Senators seek pact on gun-buy background checks
WASHINGTON (AP) — A cornerstone of President Barack Obama's drive to check gun violence is gathering bipartisan steam as four senators, including two of the National Rifle Association's congressional champions, privately seek compromise on requiring far more firearms purchasers to undergo background checks.
The talks are being held even as Obama's call to ban assault weapons and high-capacity ammunition magazines, the two other major pillars of his plan, are hitting rough waters on Capitol Hill. An agreement among the four senators to expand background checks would add significant impetus to that high-profile proposal by getting the endorsement of a group that ranges from one of the Senate's most liberal Democrats to one of its most conservative Republicans.

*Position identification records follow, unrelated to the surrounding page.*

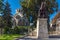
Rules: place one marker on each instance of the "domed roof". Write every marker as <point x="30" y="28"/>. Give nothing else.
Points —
<point x="55" y="18"/>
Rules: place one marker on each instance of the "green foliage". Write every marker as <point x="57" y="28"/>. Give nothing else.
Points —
<point x="7" y="16"/>
<point x="32" y="7"/>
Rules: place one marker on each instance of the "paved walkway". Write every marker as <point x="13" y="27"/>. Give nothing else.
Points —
<point x="41" y="39"/>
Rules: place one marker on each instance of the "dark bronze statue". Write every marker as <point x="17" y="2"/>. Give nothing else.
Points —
<point x="43" y="11"/>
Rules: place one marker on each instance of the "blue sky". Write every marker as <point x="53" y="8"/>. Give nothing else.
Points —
<point x="15" y="5"/>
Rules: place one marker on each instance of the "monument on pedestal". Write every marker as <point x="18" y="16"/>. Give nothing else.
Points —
<point x="42" y="30"/>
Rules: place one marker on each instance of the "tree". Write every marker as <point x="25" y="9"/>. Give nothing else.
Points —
<point x="1" y="20"/>
<point x="7" y="16"/>
<point x="32" y="7"/>
<point x="1" y="6"/>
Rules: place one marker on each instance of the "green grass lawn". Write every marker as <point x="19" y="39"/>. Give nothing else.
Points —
<point x="9" y="37"/>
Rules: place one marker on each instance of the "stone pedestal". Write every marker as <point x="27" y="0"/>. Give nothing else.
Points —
<point x="42" y="30"/>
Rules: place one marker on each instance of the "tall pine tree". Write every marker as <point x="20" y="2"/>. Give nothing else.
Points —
<point x="1" y="6"/>
<point x="7" y="16"/>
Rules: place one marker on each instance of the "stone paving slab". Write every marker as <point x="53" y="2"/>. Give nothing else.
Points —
<point x="41" y="39"/>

"We'll get something, I hope. I'm praying for it," said Sen. Joe Manchin, D-W.Va., one of the participants.
Manchin, a moderate Democrat, is an NRA member who aired a 2010 campaign ad in which he literally shot a hole through Democratic environmental legislation that he pledged to oppose.
Also involved is Sen. Tom Coburn, R-Okla., another NRA member with a strong conservative record but occasional maverick impulses; No. 3 Senate Democratic leader Charles Schumer of New York, a liberal; and moderate GOP Sen. Mark Kirk of Illinois.
Background checks are required only for sales by the nation's 55,000 federally licensed gun dealers, but not for private purchases like those at gun shows, online or in person. There are few indisputable, up-to-date statistics on how many guns change hands without background checks, but a respected study using 1990s data estimated that 30 percent to 40 percent of gun transactions fit into that category.
The senators' talks have included discussions about how to encourage states to make more mental health data available to the federal system for checking gun buyers' records, according to people who spoke anonymously because they were not authorized to describe the private negotiations. They are also considering potential exemptions to expanded background check requirements, including transactions involving relatives or people with licenses to carry concealed weapons
People involved in the talks would share little about their substance. In one of the few public remarks about the talks by participants, Schumer said last week that the talks have been productive and said the package they were seeking "will not limit your ability to borrow your Uncle Willie's hunting rifle or share a gun with your friend at a shooting range."
Congress has been focusing on guns since the December massacre of 20 first-graders and six adults at a school in Newtown, Conn. Senate Judiciary Committee Chairman Patrick Leahy, D-Vt., wants his panel to approve gun control legislation in the next few weeks and has voiced strong support for universal background checks for firearms purchases.
While an expansion of background checks is expected to be a key part of any gun control bill Leahy produces, a version of that provision with bipartisan support could give the entire package a boost.
It is likely that any gun-control bill will need 60 votes to pass the 100-member Senate. Democrats have 55 votes, including two Democratic-leaning independents.
Leaders of the GOP-run House are planning to see what, if anything, the Senate passes before moving on gun legislation. Strategists believe that a measure that passes the Senate with clear bipartisan support could pressure the House to act.
The political impact that the four senators could have by reaching agreement stems largely from who they are.